New York, 1864
Zwei Notendrucke von 1864 veröffentlichen „Finigan’s Wake“ in New York für Stimme und Klavier, strophisch mit Refrain. Ein Billigliederbuch-Katalog wirbt zudem für einen Tim Finigan’s Wake Songster. Der sichere Anfang liegt im irisch-amerikanischen Unterhaltungsgeschäft, nicht in einem uralten irischen Manuskript.
Charles Glover oder John Durnal erscheinen als Bearbeiter. Das benennt nicht automatisch den Schöpfer aller Worte und Töne. Spätere Bühnenkünstler beanspruchten das Lied, doch keine alleinige Autorschaft ist gesichert.
Sturz, Totenwache, Kampf, Rückkehr
Tim trägt Mörtel und Ziegel über Leitern. Er stürzt, verletzt den Kopf und wird für tot gehalten. Trauer wird zu Trinken, Streit und Schlägerei. Whiskey trifft den vermeintlichen Leichnam; Tim setzt sich auf und beschwert sich über das Fest ohne ihn.
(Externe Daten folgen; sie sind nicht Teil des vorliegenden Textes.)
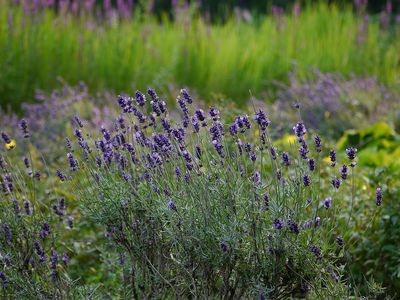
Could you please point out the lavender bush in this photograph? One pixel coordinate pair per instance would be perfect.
(33, 259)
(193, 206)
Alkohol ist Ursache und komische Medizin zugleich: Er führt zum Unfall und wird dann „Wasser des Lebens“. Der Refrain verwandelt Unglück in gemeinsame Befreiung.
Humor mit historischem Rahmen
Das Archiv ordnet den Druck unter Karikatur, Trunkenheit, Kampf und Irland ein. Übertriebene Schreibweise und Bühnendialekt stammen aus einer Industrie „irischer“ Typen, die auch Einwanderergemeinschaften konsumierten.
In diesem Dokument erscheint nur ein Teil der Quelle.